Crossing River Ravi they headed towards Wagah and after locating the enemy swiftly destroyed 10 x Tanks and 20 x Vehicles. The disruption and delay caused by this first formation served as a catalyst for Lahore’s defence. Subsequent PAF formations were sent from Sargodha to delay the Indian advance at Wagah enabling own 10 Division (at peace locations) to join the battle. It is pertinent to mention here that a single company of the 3 Baloch Regiment and few dauntless PAF pilots prevented General Chaudhri and his Staff officers from raising toasts at Lahore Gymkhana hat evening; instead they were served with a cocktail of 5-inch rockets and 1800 rounds from the 6 x 0.5 inch guns of our faithful Sabres.
The war diary of Pak Army’s 114 Brigade defending Wagah records that: ‘The enemy had achieved complete surprise on us. The advancing positions of 114 Brigade were outflanked by the enemy. Answering a critical call for air support at Wagah, where a life and death struggle was being enacted, 6 x Sabres arrived over the target at 0930 hours and destroyed Indian Armour.’ The war diary of Pakistan Army’s 10 Division also acknowledges PAF’s role in Lahore’s defence at Wagah in golden words: ‘At this critical juncture appeared 6 x PAF Sabres for 15-20 minutes, wrought havoc on the enemy armour and infantry trying to cross the BRB Canal. On 6th September Air Support continued for 10 Division as 18 more F-86s kept pounding enemy tanks and APCs trying to advance towards Lahore, Jassar and Kasur. Army-Air Cooperation had saved Lahore.’
President Ayub Khan made his historic speech on Radio Pakistan informing the Nation of the Indian offensive and the existence of a state of war. This was old news for the PAF whose aircraft had returned after striking the lAF airfields and radar sites. The newly acquired MiG-21 s (dubbed as the pride of the lAF) lay burning at Pathankot courtesy No 19 Squadron; no MiG-21 was ever seen in the war thereafter. Adampur, Halwara and Jamnagar were also struck in the West and Kalikunda in the East. The air battles that ensued were written in golden words. Even the lAF historical record acknowledges the valour and bravery of PAF pilots like Squadron Leader SarfrazRafiqui. The Nation can be proud of its air force which despite of its smaller size fought against all odds in defending the Motherland.
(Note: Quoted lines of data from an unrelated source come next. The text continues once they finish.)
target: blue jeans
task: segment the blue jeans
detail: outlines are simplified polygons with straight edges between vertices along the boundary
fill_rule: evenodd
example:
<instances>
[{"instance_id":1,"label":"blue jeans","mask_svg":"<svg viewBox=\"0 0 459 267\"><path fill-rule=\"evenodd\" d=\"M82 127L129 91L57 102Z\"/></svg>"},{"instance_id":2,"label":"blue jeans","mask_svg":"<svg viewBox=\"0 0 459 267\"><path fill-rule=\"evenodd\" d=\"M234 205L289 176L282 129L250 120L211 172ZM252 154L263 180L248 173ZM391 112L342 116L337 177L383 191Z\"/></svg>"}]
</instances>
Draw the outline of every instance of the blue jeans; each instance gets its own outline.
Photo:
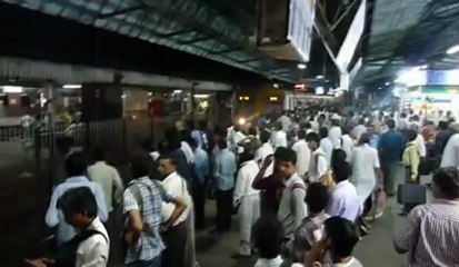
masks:
<instances>
[{"instance_id":1,"label":"blue jeans","mask_svg":"<svg viewBox=\"0 0 459 267\"><path fill-rule=\"evenodd\" d=\"M161 255L150 260L133 261L128 267L161 267Z\"/></svg>"}]
</instances>

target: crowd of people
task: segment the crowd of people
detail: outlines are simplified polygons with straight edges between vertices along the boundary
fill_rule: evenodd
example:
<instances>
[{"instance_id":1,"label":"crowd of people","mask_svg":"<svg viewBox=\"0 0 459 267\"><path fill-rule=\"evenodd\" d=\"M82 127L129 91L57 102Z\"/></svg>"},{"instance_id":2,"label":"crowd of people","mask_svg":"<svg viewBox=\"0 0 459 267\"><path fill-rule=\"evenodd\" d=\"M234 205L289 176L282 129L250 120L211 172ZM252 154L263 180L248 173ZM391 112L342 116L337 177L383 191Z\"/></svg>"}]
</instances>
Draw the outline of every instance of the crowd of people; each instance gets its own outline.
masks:
<instances>
[{"instance_id":1,"label":"crowd of people","mask_svg":"<svg viewBox=\"0 0 459 267\"><path fill-rule=\"evenodd\" d=\"M194 266L194 229L207 227L206 199L214 198L209 233L229 231L236 215L236 256L257 255L256 267L362 266L353 247L383 215L386 197L397 194L399 174L418 186L433 172L433 202L403 202L407 225L395 249L407 254L407 266L459 266L459 127L450 115L438 127L415 113L332 109L228 129L189 121L143 150L130 160L128 182L103 151L93 151L89 167L81 151L69 152L68 178L46 216L58 226L59 253L28 263L107 266L110 238L118 236L114 200L128 266Z\"/></svg>"}]
</instances>

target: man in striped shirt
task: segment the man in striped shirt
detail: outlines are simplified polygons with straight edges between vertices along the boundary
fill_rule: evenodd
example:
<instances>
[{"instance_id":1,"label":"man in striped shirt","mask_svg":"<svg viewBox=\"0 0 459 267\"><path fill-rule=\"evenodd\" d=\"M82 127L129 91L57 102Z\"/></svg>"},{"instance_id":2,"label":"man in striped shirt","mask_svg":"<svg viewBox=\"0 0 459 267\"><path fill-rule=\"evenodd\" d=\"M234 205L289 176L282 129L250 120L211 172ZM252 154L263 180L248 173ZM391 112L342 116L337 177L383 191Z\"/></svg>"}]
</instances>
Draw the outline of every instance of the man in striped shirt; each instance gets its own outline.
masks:
<instances>
[{"instance_id":1,"label":"man in striped shirt","mask_svg":"<svg viewBox=\"0 0 459 267\"><path fill-rule=\"evenodd\" d=\"M408 253L406 266L459 266L459 170L438 170L432 192L435 200L412 209L393 240L397 253Z\"/></svg>"}]
</instances>

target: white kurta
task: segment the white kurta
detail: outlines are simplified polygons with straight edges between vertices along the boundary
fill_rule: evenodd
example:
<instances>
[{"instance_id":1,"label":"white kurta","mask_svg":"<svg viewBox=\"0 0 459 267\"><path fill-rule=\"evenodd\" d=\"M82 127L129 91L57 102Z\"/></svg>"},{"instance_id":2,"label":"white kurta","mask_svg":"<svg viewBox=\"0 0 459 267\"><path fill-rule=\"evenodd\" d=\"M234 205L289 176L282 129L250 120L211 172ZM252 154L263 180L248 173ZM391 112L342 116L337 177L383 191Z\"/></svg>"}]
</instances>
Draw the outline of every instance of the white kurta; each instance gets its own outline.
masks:
<instances>
[{"instance_id":1,"label":"white kurta","mask_svg":"<svg viewBox=\"0 0 459 267\"><path fill-rule=\"evenodd\" d=\"M242 164L236 179L233 205L240 202L239 230L240 240L250 244L251 229L260 217L260 191L252 188L252 182L260 168L255 160Z\"/></svg>"},{"instance_id":2,"label":"white kurta","mask_svg":"<svg viewBox=\"0 0 459 267\"><path fill-rule=\"evenodd\" d=\"M339 148L341 146L341 136L342 136L341 128L338 126L331 127L330 130L328 131L328 138L333 145L333 148Z\"/></svg>"},{"instance_id":3,"label":"white kurta","mask_svg":"<svg viewBox=\"0 0 459 267\"><path fill-rule=\"evenodd\" d=\"M350 164L353 152L353 140L349 135L345 135L341 137L342 145L341 149L346 152L346 161Z\"/></svg>"},{"instance_id":4,"label":"white kurta","mask_svg":"<svg viewBox=\"0 0 459 267\"><path fill-rule=\"evenodd\" d=\"M190 214L190 208L192 208L192 200L191 196L187 189L187 181L179 176L177 172L170 174L166 177L164 180L161 181L162 187L166 191L172 194L173 196L180 197L187 204L187 208L180 215L180 217L173 222L173 226L184 221ZM161 221L169 220L170 216L172 216L173 209L176 206L173 204L162 202L161 205Z\"/></svg>"},{"instance_id":5,"label":"white kurta","mask_svg":"<svg viewBox=\"0 0 459 267\"><path fill-rule=\"evenodd\" d=\"M375 168L380 168L378 151L368 144L357 147L352 154L352 184L359 195L360 205L376 187Z\"/></svg>"},{"instance_id":6,"label":"white kurta","mask_svg":"<svg viewBox=\"0 0 459 267\"><path fill-rule=\"evenodd\" d=\"M308 144L302 139L293 144L291 149L297 154L297 174L300 177L303 177L309 170L309 160L311 158L311 150L308 147Z\"/></svg>"},{"instance_id":7,"label":"white kurta","mask_svg":"<svg viewBox=\"0 0 459 267\"><path fill-rule=\"evenodd\" d=\"M287 134L283 130L275 134L273 145L275 149L278 147L287 147Z\"/></svg>"},{"instance_id":8,"label":"white kurta","mask_svg":"<svg viewBox=\"0 0 459 267\"><path fill-rule=\"evenodd\" d=\"M262 166L265 158L268 157L269 155L273 155L275 154L275 149L272 148L271 144L265 142L263 145L261 145L261 147L259 147L255 154L255 160L258 162L258 165ZM272 162L268 169L265 171L265 177L268 177L270 175L272 175L275 170L275 162Z\"/></svg>"},{"instance_id":9,"label":"white kurta","mask_svg":"<svg viewBox=\"0 0 459 267\"><path fill-rule=\"evenodd\" d=\"M459 134L449 138L441 157L440 167L459 167Z\"/></svg>"}]
</instances>

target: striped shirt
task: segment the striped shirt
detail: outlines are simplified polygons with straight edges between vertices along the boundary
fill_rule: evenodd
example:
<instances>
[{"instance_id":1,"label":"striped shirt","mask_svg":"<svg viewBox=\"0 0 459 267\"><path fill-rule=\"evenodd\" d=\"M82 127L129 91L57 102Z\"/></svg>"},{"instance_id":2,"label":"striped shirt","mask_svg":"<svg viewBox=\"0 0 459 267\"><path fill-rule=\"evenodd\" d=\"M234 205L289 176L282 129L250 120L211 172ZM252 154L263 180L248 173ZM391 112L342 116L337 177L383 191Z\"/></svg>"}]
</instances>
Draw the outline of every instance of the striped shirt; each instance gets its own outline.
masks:
<instances>
[{"instance_id":1,"label":"striped shirt","mask_svg":"<svg viewBox=\"0 0 459 267\"><path fill-rule=\"evenodd\" d=\"M408 250L408 267L459 266L459 201L436 199L416 207L395 245Z\"/></svg>"}]
</instances>

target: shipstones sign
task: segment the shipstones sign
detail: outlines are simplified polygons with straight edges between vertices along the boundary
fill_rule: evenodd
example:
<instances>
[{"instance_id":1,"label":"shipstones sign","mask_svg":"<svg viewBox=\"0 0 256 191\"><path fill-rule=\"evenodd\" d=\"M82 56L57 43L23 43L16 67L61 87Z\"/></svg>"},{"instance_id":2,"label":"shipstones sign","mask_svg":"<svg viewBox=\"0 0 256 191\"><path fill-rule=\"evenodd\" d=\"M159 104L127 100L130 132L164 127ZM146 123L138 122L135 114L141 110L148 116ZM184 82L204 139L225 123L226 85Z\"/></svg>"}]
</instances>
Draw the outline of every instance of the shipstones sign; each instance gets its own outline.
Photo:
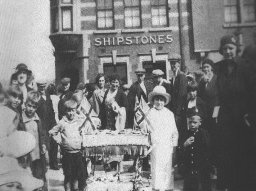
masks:
<instances>
[{"instance_id":1,"label":"shipstones sign","mask_svg":"<svg viewBox=\"0 0 256 191\"><path fill-rule=\"evenodd\" d=\"M120 46L120 45L141 45L141 44L164 44L172 43L172 35L143 35L143 36L117 36L95 38L95 46Z\"/></svg>"}]
</instances>

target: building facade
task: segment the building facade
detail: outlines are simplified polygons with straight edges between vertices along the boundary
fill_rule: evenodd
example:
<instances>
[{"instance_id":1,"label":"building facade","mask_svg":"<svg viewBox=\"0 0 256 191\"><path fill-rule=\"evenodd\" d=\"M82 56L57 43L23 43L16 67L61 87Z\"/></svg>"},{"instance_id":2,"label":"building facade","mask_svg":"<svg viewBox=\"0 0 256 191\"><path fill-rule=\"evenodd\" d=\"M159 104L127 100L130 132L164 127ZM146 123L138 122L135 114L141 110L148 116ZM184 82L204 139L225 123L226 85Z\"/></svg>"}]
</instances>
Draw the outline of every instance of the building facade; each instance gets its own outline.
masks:
<instances>
[{"instance_id":1,"label":"building facade","mask_svg":"<svg viewBox=\"0 0 256 191\"><path fill-rule=\"evenodd\" d=\"M182 57L195 71L205 57L219 59L219 40L235 34L242 45L255 40L254 0L51 0L51 35L56 80L94 82L99 72L119 73L123 83L134 71L162 69ZM255 42L255 41L254 41Z\"/></svg>"}]
</instances>

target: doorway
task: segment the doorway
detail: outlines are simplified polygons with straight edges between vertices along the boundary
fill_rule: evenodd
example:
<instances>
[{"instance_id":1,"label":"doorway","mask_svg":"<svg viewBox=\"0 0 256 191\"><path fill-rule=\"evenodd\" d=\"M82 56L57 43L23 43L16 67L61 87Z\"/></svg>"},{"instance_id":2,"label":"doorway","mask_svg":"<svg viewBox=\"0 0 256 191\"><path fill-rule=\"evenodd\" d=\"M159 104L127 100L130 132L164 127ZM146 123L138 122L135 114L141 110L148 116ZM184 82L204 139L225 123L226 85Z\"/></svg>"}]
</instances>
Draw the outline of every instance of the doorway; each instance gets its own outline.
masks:
<instances>
[{"instance_id":1,"label":"doorway","mask_svg":"<svg viewBox=\"0 0 256 191\"><path fill-rule=\"evenodd\" d=\"M77 68L68 67L61 73L61 78L68 77L71 79L70 90L74 91L79 83L79 71Z\"/></svg>"}]
</instances>

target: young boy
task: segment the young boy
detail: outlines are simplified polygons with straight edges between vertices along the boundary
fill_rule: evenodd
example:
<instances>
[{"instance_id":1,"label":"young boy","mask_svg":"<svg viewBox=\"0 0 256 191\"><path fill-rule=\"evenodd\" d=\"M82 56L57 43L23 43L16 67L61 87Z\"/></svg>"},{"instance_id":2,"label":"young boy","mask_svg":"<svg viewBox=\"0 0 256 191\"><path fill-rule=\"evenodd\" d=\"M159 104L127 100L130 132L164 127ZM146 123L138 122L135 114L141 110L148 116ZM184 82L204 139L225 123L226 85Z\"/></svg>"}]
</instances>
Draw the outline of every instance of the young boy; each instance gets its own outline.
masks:
<instances>
[{"instance_id":1,"label":"young boy","mask_svg":"<svg viewBox=\"0 0 256 191\"><path fill-rule=\"evenodd\" d=\"M210 163L208 160L209 138L201 128L201 117L192 114L188 117L189 129L185 132L182 145L184 191L210 191Z\"/></svg>"},{"instance_id":2,"label":"young boy","mask_svg":"<svg viewBox=\"0 0 256 191\"><path fill-rule=\"evenodd\" d=\"M49 131L62 150L62 168L64 171L64 187L66 191L86 186L86 167L81 152L82 137L80 131L84 126L84 115L77 114L77 103L70 99L64 102L65 115L59 123Z\"/></svg>"},{"instance_id":3,"label":"young boy","mask_svg":"<svg viewBox=\"0 0 256 191\"><path fill-rule=\"evenodd\" d=\"M25 109L22 112L22 120L25 125L25 130L36 139L35 148L29 153L28 165L34 177L42 179L45 182L44 190L47 190L46 185L46 131L42 128L40 119L36 114L40 94L37 91L31 91L27 95Z\"/></svg>"}]
</instances>

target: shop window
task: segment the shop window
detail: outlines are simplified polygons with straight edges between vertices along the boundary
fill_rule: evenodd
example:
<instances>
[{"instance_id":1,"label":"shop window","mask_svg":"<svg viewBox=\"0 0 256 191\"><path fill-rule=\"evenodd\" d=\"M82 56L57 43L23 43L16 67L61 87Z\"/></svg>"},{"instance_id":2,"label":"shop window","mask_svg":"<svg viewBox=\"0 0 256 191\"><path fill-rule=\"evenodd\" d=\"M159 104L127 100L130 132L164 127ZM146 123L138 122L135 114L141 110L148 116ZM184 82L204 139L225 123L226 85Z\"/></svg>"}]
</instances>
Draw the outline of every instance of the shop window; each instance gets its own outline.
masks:
<instances>
[{"instance_id":1,"label":"shop window","mask_svg":"<svg viewBox=\"0 0 256 191\"><path fill-rule=\"evenodd\" d=\"M106 76L111 76L113 73L117 73L120 76L121 83L127 84L127 64L126 62L104 63L103 72Z\"/></svg>"},{"instance_id":2,"label":"shop window","mask_svg":"<svg viewBox=\"0 0 256 191\"><path fill-rule=\"evenodd\" d=\"M168 26L168 1L151 0L151 15L153 27Z\"/></svg>"},{"instance_id":3,"label":"shop window","mask_svg":"<svg viewBox=\"0 0 256 191\"><path fill-rule=\"evenodd\" d=\"M124 19L126 28L141 27L140 0L124 0Z\"/></svg>"},{"instance_id":4,"label":"shop window","mask_svg":"<svg viewBox=\"0 0 256 191\"><path fill-rule=\"evenodd\" d=\"M164 78L166 79L166 61L159 60L156 61L156 63L153 63L152 61L144 61L142 66L146 70L146 80L152 80L152 71L156 69L162 70L164 72Z\"/></svg>"},{"instance_id":5,"label":"shop window","mask_svg":"<svg viewBox=\"0 0 256 191\"><path fill-rule=\"evenodd\" d=\"M97 0L97 28L114 28L114 4L113 0Z\"/></svg>"},{"instance_id":6,"label":"shop window","mask_svg":"<svg viewBox=\"0 0 256 191\"><path fill-rule=\"evenodd\" d=\"M224 0L226 23L246 23L256 21L255 0Z\"/></svg>"},{"instance_id":7,"label":"shop window","mask_svg":"<svg viewBox=\"0 0 256 191\"><path fill-rule=\"evenodd\" d=\"M51 31L73 31L73 1L51 0Z\"/></svg>"}]
</instances>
When retaliatory air strikes were launched by the lAF on 7th September, men like Squadron Leader M MAlam stood as sentinels. 5 enemy aircraft were shot in a single engagement in a span on 30 seconds, a record that stands to date. Thanks to the role played by PAF the skies of Pakistan were clear of enemy aircraft and lAF airfields lay ablaze. The PAF superiority over its four time larger adversary was established and duly acknowledged globally.
The Nation pays salute to our valiant air warriors who fought the battle for Pakistan, against all odds fulfilling the vision of Quaid-e-Azam of ‘being an Air Force Second to None’. As the bearers of their legacy, the present generation of air warriors stands firm to do just that. PAF is resolute in guarding the borders and concurrently fighting the menace of terrorism in synergy with our brothers in arms from the Army and Navy. Be it known to all internal and external enemies of Pakistan that the spirit of fighting against all odds lives on in the hearts of all PAF personnel today as we re-visit and celebrate 6th September this year.